Pour espérer succéder à Vincenzo Nibali dans la camp italien au palmarès du Tour, Aru va devoir inventer quelque chose en troisième semaine. Il avait promis de faire vivre un enfer à Froome. Il n'avait pas précisé quand et comment et il faut avouer qu'on reste un peu sur notre faim. S'il veut renverser de nouveau le Britannique, il va lui falloir retrouver ses jambes des premiers jours car sur le chrono marseillais, "Froomey" risque de lui en mettre "une petite". Mais qu'Aru se rassure, il ne sera sûrement pas le seul adversaire du "Kenyan blanc" dans ce cas-là.
Christophe Gaudot
Pour moi oui. Et ceci peut s'expliquer d'une manière assez simple. Tout son début de saison était axé sur son grand objectif de l'année : le Giro, qui partait de chez lui en Sardaigne. Contraint de déclarer forfait et de changer son fusil d'épaule à cause d'une blessure au genou, Aru a dû s'adapter, ce qui est d'autant moins facile quand on manque encore d'expérience, comme lui.
Au Dauphiné, le Sarde était apparu en grande forme, terminant sur les talons de Chris Froome au classement général (5e). A La Planche des Belles Filles, il avait dynamité la course et fait naître de grands espoirs. Depuis ? Plus rien. Je suis un peu dur mais il avait promis la guerre à Froome et on attend toujours. Dans le final vers Rodez, il a certes été esseulé beaucoup trop tôt mais il a aussi été incapable de remonter à la pédale. Dans la bosse finale, on l'a vu se tasser sur son vélo quand Froome, plus loin devant, était plus aérien, plus fluide. Pour connaître une réponse totale à cette question, il faudra sans doute attendre les Alpes. Mais les signes ne sont pas bons.

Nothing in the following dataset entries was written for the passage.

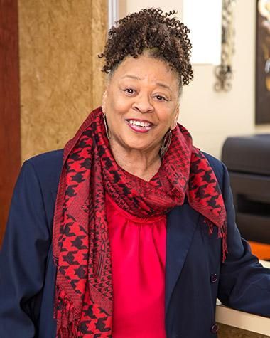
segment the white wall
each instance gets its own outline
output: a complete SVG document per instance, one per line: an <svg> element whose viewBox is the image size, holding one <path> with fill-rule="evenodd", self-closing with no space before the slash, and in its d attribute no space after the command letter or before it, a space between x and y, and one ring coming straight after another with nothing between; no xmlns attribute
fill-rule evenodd
<svg viewBox="0 0 270 338"><path fill-rule="evenodd" d="M165 4L164 2L120 0L120 15L141 8L158 6L166 11L178 9L181 17L183 0L167 0ZM256 127L254 123L256 1L236 2L232 89L228 93L215 92L215 67L195 65L194 80L184 88L180 101L179 122L191 132L194 144L217 157L220 157L225 139L230 135L270 132L270 125Z"/></svg>

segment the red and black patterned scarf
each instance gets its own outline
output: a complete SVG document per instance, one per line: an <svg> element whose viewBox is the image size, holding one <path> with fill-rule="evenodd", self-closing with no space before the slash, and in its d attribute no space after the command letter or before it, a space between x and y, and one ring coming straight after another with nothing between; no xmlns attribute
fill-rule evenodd
<svg viewBox="0 0 270 338"><path fill-rule="evenodd" d="M226 212L215 174L182 126L173 132L158 184L127 174L109 149L101 108L94 110L64 150L53 223L57 265L57 337L112 337L112 283L105 193L129 213L164 214L190 205L211 232L218 228L227 252Z"/></svg>

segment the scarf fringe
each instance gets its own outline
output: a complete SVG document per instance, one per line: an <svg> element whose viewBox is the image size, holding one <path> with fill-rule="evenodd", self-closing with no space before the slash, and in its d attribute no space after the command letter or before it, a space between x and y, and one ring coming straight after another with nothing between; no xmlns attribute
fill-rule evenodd
<svg viewBox="0 0 270 338"><path fill-rule="evenodd" d="M56 287L54 317L57 320L57 338L77 338L80 317L65 291ZM56 317L57 316L57 317Z"/></svg>
<svg viewBox="0 0 270 338"><path fill-rule="evenodd" d="M205 218L205 222L208 226L209 235L212 235L215 224L206 218ZM224 263L226 260L227 254L228 253L228 247L227 243L227 221L225 221L222 226L217 227L217 238L221 238L222 242L222 263Z"/></svg>

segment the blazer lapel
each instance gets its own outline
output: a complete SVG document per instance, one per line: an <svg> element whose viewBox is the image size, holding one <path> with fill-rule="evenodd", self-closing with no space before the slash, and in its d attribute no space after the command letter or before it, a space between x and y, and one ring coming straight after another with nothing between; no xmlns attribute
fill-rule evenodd
<svg viewBox="0 0 270 338"><path fill-rule="evenodd" d="M200 214L189 204L176 206L167 216L165 282L166 313L171 294L191 244Z"/></svg>

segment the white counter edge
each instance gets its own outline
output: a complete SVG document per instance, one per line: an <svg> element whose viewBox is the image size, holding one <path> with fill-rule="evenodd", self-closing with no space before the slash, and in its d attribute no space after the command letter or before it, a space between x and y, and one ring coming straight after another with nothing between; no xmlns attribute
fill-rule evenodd
<svg viewBox="0 0 270 338"><path fill-rule="evenodd" d="M264 266L270 268L269 262L261 263ZM217 305L216 320L220 324L270 337L270 318L242 312L222 305Z"/></svg>
<svg viewBox="0 0 270 338"><path fill-rule="evenodd" d="M270 337L270 318L242 312L224 305L217 305L216 321L220 324Z"/></svg>

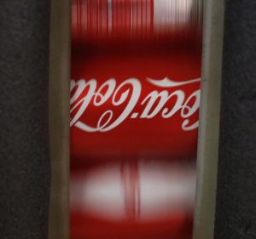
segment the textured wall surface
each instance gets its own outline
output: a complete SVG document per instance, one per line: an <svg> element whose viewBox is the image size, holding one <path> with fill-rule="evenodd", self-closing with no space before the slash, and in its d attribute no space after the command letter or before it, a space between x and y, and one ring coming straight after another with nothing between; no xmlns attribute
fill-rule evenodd
<svg viewBox="0 0 256 239"><path fill-rule="evenodd" d="M0 238L48 232L49 0L0 7Z"/></svg>
<svg viewBox="0 0 256 239"><path fill-rule="evenodd" d="M256 1L226 1L216 239L256 238Z"/></svg>

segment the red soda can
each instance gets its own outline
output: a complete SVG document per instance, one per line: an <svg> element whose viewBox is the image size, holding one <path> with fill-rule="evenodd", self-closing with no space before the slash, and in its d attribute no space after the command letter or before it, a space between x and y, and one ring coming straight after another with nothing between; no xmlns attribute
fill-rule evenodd
<svg viewBox="0 0 256 239"><path fill-rule="evenodd" d="M189 239L200 0L73 0L72 239Z"/></svg>

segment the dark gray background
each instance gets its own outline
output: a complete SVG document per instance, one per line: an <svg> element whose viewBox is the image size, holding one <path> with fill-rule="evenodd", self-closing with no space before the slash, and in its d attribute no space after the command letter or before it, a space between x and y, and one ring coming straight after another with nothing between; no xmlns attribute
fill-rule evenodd
<svg viewBox="0 0 256 239"><path fill-rule="evenodd" d="M256 238L255 0L226 1L221 101L215 238Z"/></svg>
<svg viewBox="0 0 256 239"><path fill-rule="evenodd" d="M49 0L0 2L0 238L48 233Z"/></svg>

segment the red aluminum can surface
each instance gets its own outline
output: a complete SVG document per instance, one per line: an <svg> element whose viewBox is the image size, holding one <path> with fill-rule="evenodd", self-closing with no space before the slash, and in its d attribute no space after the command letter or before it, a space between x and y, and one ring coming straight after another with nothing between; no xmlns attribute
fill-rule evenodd
<svg viewBox="0 0 256 239"><path fill-rule="evenodd" d="M72 157L195 156L200 52L134 45L74 54Z"/></svg>
<svg viewBox="0 0 256 239"><path fill-rule="evenodd" d="M191 238L201 1L72 8L72 239Z"/></svg>

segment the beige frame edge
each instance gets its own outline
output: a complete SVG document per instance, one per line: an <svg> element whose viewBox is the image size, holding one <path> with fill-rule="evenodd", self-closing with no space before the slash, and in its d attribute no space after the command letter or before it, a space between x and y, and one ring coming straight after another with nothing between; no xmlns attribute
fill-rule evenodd
<svg viewBox="0 0 256 239"><path fill-rule="evenodd" d="M213 239L224 0L204 0L201 106L194 239ZM49 239L69 238L70 0L51 0Z"/></svg>

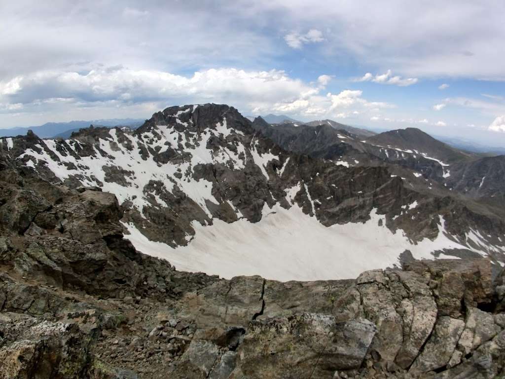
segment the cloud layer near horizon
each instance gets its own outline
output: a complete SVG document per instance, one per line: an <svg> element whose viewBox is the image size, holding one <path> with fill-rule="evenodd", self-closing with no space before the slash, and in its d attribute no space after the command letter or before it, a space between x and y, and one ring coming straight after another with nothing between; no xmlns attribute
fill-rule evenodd
<svg viewBox="0 0 505 379"><path fill-rule="evenodd" d="M455 93L460 80L505 80L502 1L2 6L0 127L82 114L148 117L170 104L214 102L245 114L355 124L373 118L396 127L402 120L441 128L463 120L503 131L496 121L505 114L502 101ZM422 99L426 83L446 98ZM459 109L468 112L457 119Z"/></svg>

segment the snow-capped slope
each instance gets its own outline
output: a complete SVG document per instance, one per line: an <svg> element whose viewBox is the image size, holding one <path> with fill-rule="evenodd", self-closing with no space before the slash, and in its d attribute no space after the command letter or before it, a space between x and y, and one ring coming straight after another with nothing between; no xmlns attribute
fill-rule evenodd
<svg viewBox="0 0 505 379"><path fill-rule="evenodd" d="M399 257L406 250L417 259L433 259L433 252L444 249L469 249L484 254L448 237L440 219L434 240L425 238L413 244L401 230L394 232L386 227L385 217L375 209L364 222L326 227L296 205L289 209L265 205L264 217L257 223L242 219L231 224L216 220L209 226L195 223L196 234L187 246L173 248L150 241L132 224L126 224L130 234L125 236L138 250L167 259L178 270L226 278L239 275L281 281L352 278L363 271L400 266ZM476 243L482 241L472 237ZM449 257L442 253L438 257Z"/></svg>
<svg viewBox="0 0 505 379"><path fill-rule="evenodd" d="M321 140L328 128L316 128ZM171 107L134 131L29 134L0 147L54 182L115 194L134 245L180 269L314 279L398 264L406 250L505 257L502 223L417 193L384 167L286 152L227 106Z"/></svg>

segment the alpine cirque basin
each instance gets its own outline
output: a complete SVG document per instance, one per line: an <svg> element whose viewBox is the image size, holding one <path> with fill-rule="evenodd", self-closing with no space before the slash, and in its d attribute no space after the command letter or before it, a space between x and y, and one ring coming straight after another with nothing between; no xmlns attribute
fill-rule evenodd
<svg viewBox="0 0 505 379"><path fill-rule="evenodd" d="M134 131L29 132L0 146L52 182L115 194L126 237L180 270L289 280L449 256L503 265L502 157L418 129L360 134L328 121L270 124L187 105Z"/></svg>

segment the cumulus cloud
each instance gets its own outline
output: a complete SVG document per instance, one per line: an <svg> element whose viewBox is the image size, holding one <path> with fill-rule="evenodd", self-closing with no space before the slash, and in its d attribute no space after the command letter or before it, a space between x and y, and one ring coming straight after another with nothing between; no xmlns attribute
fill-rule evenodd
<svg viewBox="0 0 505 379"><path fill-rule="evenodd" d="M359 82L372 81L381 84L392 84L400 87L412 85L418 81L417 78L401 78L397 75L395 76L392 75L391 70L388 70L384 74L377 74L375 76L371 73L367 72L361 78L357 79L356 81Z"/></svg>
<svg viewBox="0 0 505 379"><path fill-rule="evenodd" d="M488 129L492 131L505 133L505 115L499 116L494 119Z"/></svg>
<svg viewBox="0 0 505 379"><path fill-rule="evenodd" d="M317 78L318 82L323 88L326 87L331 80L331 76L329 75L322 75Z"/></svg>
<svg viewBox="0 0 505 379"><path fill-rule="evenodd" d="M369 101L359 90L320 94L331 79L322 75L308 83L283 71L226 68L201 70L187 76L122 66L86 73L44 71L0 81L0 113L39 112L42 106L47 109L64 106L68 109L135 107L138 110L148 104L146 109L156 110L171 104L212 102L255 114L344 118L394 107Z"/></svg>
<svg viewBox="0 0 505 379"><path fill-rule="evenodd" d="M324 40L323 33L317 29L311 29L305 34L292 32L284 36L284 40L288 45L293 49L301 49L306 43L322 42Z"/></svg>

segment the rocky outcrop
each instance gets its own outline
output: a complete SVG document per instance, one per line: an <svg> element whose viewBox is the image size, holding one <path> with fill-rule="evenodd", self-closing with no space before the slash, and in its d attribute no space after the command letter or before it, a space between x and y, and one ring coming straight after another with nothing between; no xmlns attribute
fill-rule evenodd
<svg viewBox="0 0 505 379"><path fill-rule="evenodd" d="M283 175L316 178L308 186L321 198L317 172L363 186L386 175L297 159ZM505 273L488 259L305 282L183 272L123 238L127 207L115 196L49 179L0 154L1 379L505 374ZM398 180L375 188L373 204L395 206L387 188L411 196ZM307 195L295 201L308 207Z"/></svg>

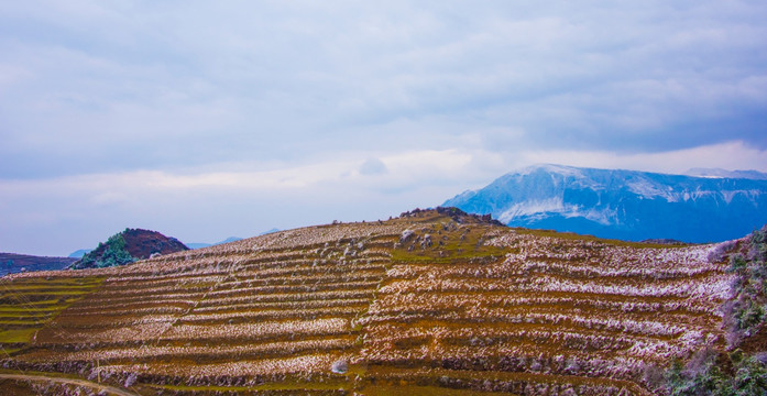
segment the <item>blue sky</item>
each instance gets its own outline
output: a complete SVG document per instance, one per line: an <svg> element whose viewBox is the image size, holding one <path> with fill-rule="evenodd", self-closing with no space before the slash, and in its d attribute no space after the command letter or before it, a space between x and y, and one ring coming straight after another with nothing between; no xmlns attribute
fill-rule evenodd
<svg viewBox="0 0 767 396"><path fill-rule="evenodd" d="M0 4L0 251L375 220L534 163L767 170L764 1Z"/></svg>

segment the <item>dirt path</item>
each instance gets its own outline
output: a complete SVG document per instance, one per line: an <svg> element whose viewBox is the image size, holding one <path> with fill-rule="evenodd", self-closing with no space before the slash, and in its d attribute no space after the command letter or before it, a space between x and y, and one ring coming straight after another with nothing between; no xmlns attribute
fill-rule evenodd
<svg viewBox="0 0 767 396"><path fill-rule="evenodd" d="M52 383L58 383L58 384L86 386L89 388L94 388L97 392L106 391L107 394L110 394L110 395L140 396L139 394L127 391L127 389L120 389L120 388L116 388L113 386L101 385L101 384L97 384L97 383L94 383L90 381L77 380L77 378L50 377L50 376L43 376L43 375L26 375L26 374L0 374L0 380L33 381L33 382L48 382L48 383L52 382Z"/></svg>

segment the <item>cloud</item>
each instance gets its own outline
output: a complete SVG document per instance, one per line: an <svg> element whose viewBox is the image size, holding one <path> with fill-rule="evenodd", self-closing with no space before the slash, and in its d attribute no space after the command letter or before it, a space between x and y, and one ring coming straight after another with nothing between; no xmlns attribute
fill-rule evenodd
<svg viewBox="0 0 767 396"><path fill-rule="evenodd" d="M8 2L0 241L61 252L134 220L215 241L390 216L539 162L767 170L766 14L747 0Z"/></svg>

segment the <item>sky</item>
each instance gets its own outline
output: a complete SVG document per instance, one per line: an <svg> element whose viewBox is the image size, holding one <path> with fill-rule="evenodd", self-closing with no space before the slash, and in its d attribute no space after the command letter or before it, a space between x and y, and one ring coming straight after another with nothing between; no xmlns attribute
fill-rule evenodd
<svg viewBox="0 0 767 396"><path fill-rule="evenodd" d="M767 2L6 1L0 252L386 219L537 163L767 172Z"/></svg>

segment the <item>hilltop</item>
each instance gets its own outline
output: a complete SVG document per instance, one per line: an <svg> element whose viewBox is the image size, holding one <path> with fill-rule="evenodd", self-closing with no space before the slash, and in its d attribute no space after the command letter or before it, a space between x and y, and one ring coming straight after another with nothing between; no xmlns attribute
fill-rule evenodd
<svg viewBox="0 0 767 396"><path fill-rule="evenodd" d="M175 238L168 238L157 231L142 229L125 229L107 242L101 242L92 251L85 253L83 258L72 265L74 270L101 268L133 263L138 260L150 258L189 250Z"/></svg>
<svg viewBox="0 0 767 396"><path fill-rule="evenodd" d="M142 395L664 395L667 373L686 384L703 372L671 362L753 362L728 354L721 309L749 276L728 272L728 255L750 251L746 239L629 243L414 210L12 275L2 364ZM749 354L761 320L732 330Z"/></svg>
<svg viewBox="0 0 767 396"><path fill-rule="evenodd" d="M757 177L764 174L715 170L697 170L715 177L693 177L536 165L443 206L491 213L512 227L627 241L721 242L767 223L767 179Z"/></svg>

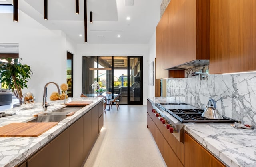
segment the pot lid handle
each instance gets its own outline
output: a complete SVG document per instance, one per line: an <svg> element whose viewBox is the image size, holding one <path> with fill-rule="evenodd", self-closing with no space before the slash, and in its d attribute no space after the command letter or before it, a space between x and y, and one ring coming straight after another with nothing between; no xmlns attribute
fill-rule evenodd
<svg viewBox="0 0 256 167"><path fill-rule="evenodd" d="M209 99L209 101L210 101L212 102L212 103L213 105L213 107L214 108L214 109L215 109L217 107L217 106L216 106L216 102L215 102L215 101L212 99Z"/></svg>

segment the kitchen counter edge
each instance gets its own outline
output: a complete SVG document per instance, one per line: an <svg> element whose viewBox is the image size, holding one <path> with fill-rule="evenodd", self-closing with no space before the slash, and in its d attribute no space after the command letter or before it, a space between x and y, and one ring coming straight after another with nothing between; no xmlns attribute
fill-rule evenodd
<svg viewBox="0 0 256 167"><path fill-rule="evenodd" d="M170 97L148 97L153 105L175 101ZM256 167L256 130L235 129L230 124L184 123L184 130L228 166Z"/></svg>
<svg viewBox="0 0 256 167"><path fill-rule="evenodd" d="M77 120L90 111L103 99L102 98L69 98L72 101L90 101L93 102L76 111L59 122L58 125L37 137L0 137L0 167L13 167L18 164L45 144L52 140ZM48 107L46 112L52 112L66 106L64 101L50 101L54 105ZM21 107L14 108L4 111L6 113L13 112L18 114L11 117L6 117L6 120L0 120L0 127L13 122L26 122L34 118L34 114L42 111L42 103L37 103L35 107L25 110ZM19 118L20 119L19 119ZM2 119L3 118L1 118Z"/></svg>

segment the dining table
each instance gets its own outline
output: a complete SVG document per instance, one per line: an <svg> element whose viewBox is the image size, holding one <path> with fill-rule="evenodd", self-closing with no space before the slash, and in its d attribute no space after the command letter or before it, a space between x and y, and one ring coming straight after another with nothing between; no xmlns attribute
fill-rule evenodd
<svg viewBox="0 0 256 167"><path fill-rule="evenodd" d="M103 96L105 96L106 97L106 98L107 99L107 101L106 101L106 103L107 103L107 105L108 104L109 104L109 101L112 99L114 99L118 95L118 94L116 94L116 93L108 94L108 93L103 93L101 94L100 94L99 93L89 93L89 94L84 94L84 95L86 95L87 97L96 97L98 96L99 95L102 95ZM110 109L110 108L109 108L109 105L108 105L108 106L109 106L108 107L109 108L106 108L106 111L109 111Z"/></svg>

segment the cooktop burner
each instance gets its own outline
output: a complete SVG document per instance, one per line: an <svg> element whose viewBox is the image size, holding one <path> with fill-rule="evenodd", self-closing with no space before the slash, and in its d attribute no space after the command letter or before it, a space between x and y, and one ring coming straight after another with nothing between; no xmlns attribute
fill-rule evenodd
<svg viewBox="0 0 256 167"><path fill-rule="evenodd" d="M223 116L222 119L212 119L202 116L202 109L175 109L166 111L182 123L233 123L236 121Z"/></svg>

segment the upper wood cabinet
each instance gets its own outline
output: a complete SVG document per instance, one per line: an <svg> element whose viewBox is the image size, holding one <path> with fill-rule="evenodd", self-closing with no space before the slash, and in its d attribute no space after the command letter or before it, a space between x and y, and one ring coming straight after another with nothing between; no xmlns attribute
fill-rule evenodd
<svg viewBox="0 0 256 167"><path fill-rule="evenodd" d="M156 27L156 78L168 69L209 59L209 0L172 0Z"/></svg>
<svg viewBox="0 0 256 167"><path fill-rule="evenodd" d="M210 74L256 70L256 2L210 3Z"/></svg>

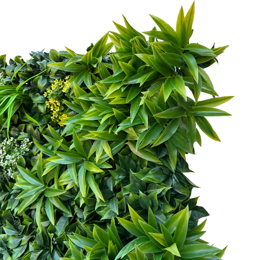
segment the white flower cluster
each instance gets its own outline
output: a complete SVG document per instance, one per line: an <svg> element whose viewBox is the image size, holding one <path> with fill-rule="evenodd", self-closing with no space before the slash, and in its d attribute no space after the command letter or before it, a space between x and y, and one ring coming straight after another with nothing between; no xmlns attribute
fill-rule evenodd
<svg viewBox="0 0 260 260"><path fill-rule="evenodd" d="M6 138L0 144L0 168L9 178L14 178L14 173L17 170L17 160L21 156L26 156L29 150L29 147L32 143L25 138L19 145L13 137L10 140Z"/></svg>

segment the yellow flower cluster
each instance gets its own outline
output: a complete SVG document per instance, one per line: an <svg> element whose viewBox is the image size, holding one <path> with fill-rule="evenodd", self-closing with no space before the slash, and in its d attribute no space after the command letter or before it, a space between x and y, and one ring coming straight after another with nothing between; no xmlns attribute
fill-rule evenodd
<svg viewBox="0 0 260 260"><path fill-rule="evenodd" d="M66 77L65 79L67 80L68 78L68 77ZM68 117L68 115L62 112L64 107L62 105L62 100L63 96L67 95L70 86L70 83L67 80L64 82L64 80L58 80L56 79L50 87L46 89L46 92L43 94L44 96L49 99L49 101L45 103L48 108L52 111L52 116L51 117L51 120L54 122L56 121L61 126L64 125L60 122Z"/></svg>

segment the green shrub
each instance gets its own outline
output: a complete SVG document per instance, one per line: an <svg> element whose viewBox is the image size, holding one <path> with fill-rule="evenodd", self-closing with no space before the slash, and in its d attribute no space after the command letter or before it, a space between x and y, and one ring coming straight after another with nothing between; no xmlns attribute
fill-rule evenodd
<svg viewBox="0 0 260 260"><path fill-rule="evenodd" d="M204 69L228 46L189 43L194 11L151 16L148 41L124 17L84 55L1 56L2 259L221 259L184 173L196 126L220 141L205 117L230 115Z"/></svg>

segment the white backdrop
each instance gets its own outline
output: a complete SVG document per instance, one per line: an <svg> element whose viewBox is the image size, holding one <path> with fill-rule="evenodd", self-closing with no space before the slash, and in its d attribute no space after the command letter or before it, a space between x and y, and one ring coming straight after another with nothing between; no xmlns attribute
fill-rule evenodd
<svg viewBox="0 0 260 260"><path fill-rule="evenodd" d="M6 54L8 60L16 55L27 59L32 50L58 51L65 50L64 46L84 54L91 42L95 44L108 30L116 30L112 20L123 24L121 14L140 31L156 25L149 14L175 28L181 5L186 14L192 2L5 1L0 4L0 54ZM233 115L208 118L222 141L213 141L201 131L202 147L196 146L196 155L187 157L195 172L187 175L201 187L193 190L193 197L200 196L198 205L210 214L205 228L208 231L202 238L218 247L228 244L224 260L256 259L259 254L257 2L196 0L190 42L210 48L214 42L216 47L230 45L219 57L219 65L215 63L206 71L220 96L235 96L219 107Z"/></svg>

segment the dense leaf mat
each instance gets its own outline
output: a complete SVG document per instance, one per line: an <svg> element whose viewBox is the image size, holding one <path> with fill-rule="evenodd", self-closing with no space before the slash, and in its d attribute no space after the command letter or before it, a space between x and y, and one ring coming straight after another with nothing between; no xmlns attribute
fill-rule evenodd
<svg viewBox="0 0 260 260"><path fill-rule="evenodd" d="M204 70L228 46L189 43L194 12L151 15L148 41L124 17L84 55L1 56L1 259L220 259L184 173L197 126L220 141L205 117L230 115Z"/></svg>

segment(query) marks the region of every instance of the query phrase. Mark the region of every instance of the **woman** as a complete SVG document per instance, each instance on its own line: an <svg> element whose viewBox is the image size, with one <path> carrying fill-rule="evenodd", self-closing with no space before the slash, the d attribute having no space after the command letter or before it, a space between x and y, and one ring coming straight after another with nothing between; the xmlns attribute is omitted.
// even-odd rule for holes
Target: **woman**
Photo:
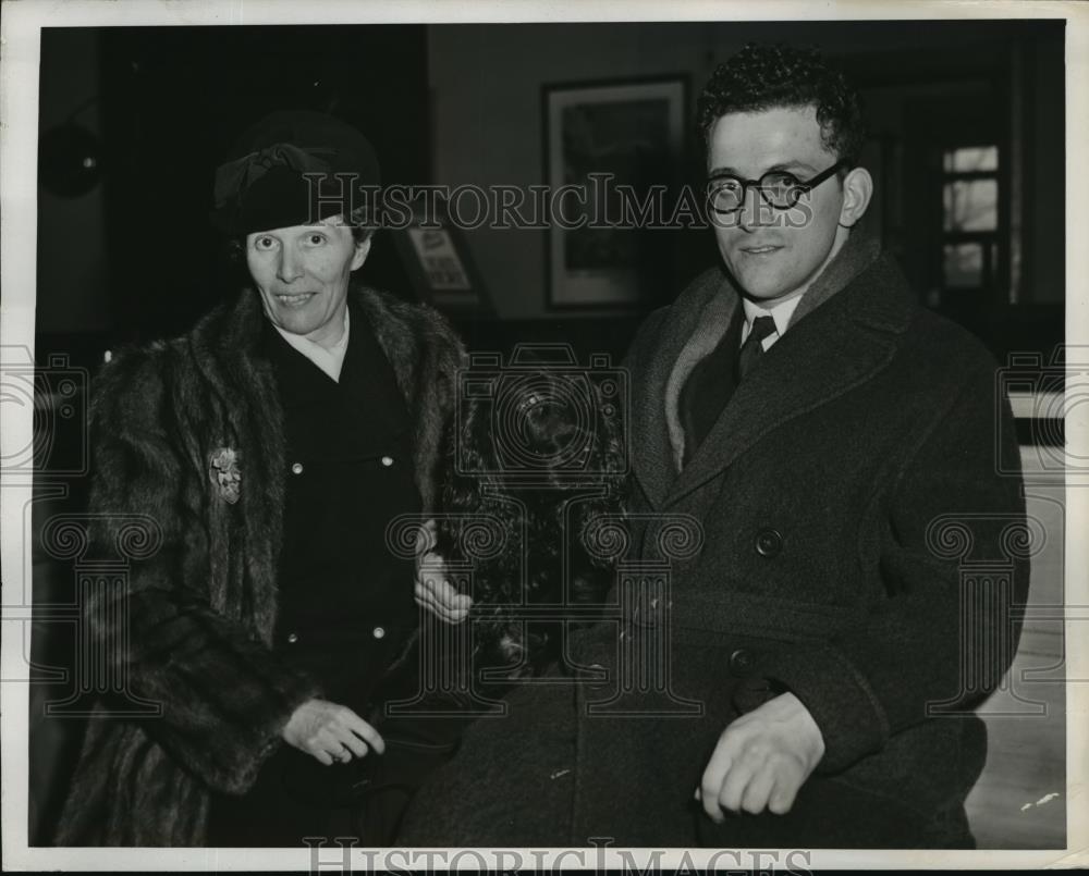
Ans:
<svg viewBox="0 0 1089 876"><path fill-rule="evenodd" d="M110 555L133 515L159 544L85 607L129 698L160 714L96 705L59 844L388 841L403 784L322 788L384 756L368 717L413 658L414 595L465 614L414 594L386 544L392 518L435 505L463 349L433 310L351 283L371 230L346 194L378 183L347 125L258 122L217 172L213 215L250 284L97 379L93 544Z"/></svg>

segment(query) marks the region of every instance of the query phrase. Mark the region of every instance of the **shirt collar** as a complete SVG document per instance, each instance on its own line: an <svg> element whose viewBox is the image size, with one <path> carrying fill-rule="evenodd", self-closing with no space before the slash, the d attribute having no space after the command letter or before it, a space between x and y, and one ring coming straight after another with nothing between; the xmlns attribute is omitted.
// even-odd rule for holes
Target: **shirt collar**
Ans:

Matthews peut-il encore briguer le maillot vert ?

François-Xavier Rallet
A la pédale ? Non. Sur un coup du sort ou une mise hors course de son principal adversaire ? Evidemment. Une réponse de Normand, vous allez me dire. Et vous aurez raison. Si on est raisonnable, il est difficile d'imaginer un autre scénario qu'un Marcel Kittel affublé de vert sur le podium des Champs-Elysées. Après cinq années de "saganisme" aigu, l'heure est venue de triompher enfin pour l'Allemand. Mais qu'il reste vigilant. Le Tour est encore long. Les étapes qui peuvent le mettre en péril (et hors-délais) sont nombreuses.
Avec 99 points d'avance, Kittel peut voir venir mais Matthews a confirmé ce samedi qu'il ne lâcherait rien. Meilleur que l'Allemand quand la pente s'élève, l'Australien va tout faire pour le piéger. La Sunweb va-t-elle prendre les choses en main pour y parvenir ? Difficile à dire. Mais après deux semaines rondement menées, Kittel devra s'accrocher. Dès dimanche notamment où le profil risque de lui donner quelques sueurs froides.
Christophe Gaudot
Non. Aucune chance. Quasiment cent points (99) de retard, c'est déjà un avantage énorme en faveur de Kittel mais l'Allemand a en plus deux avantages. Premièrement, évidemment, son ultra-domination dans les sprints massifs. Deuxièmement, l'absence d'arrivées qui conviennent à Matthews jusqu'à la fin du Tour de France. Dimanche, vers Le Puy-en-Velay (15e étape), l'Australien sera évidemment incapable de jouer la gagne alors qu'à Romans-sur-Isère (16e étape), à Salon-de-Provence (19e étape) et sur les Champs (21e étape), Marcel Kittel sera l'immense favori.
Même si Matthews marquait TOUS les points à chaque sprint intermédiaire dans les étapes difficiles (15, 17, 18), il n'inscrirait que 60 points et resterait à 39 unités de son adversaire au classement. Tout ceci me parait bien hypothétique et Kittel est dans une telle forme que je ne peux imaginer qu'il finisse une étape alpestre hors-délais. La Sunweb n'a d'ailleurs pas assez de grimpeurs pour faire exploser l'Allemand au point de le mettre hors course. Pour moi, Kittel remportera, sauf chute, son premier maillot vert à Paris, dimanche prochain.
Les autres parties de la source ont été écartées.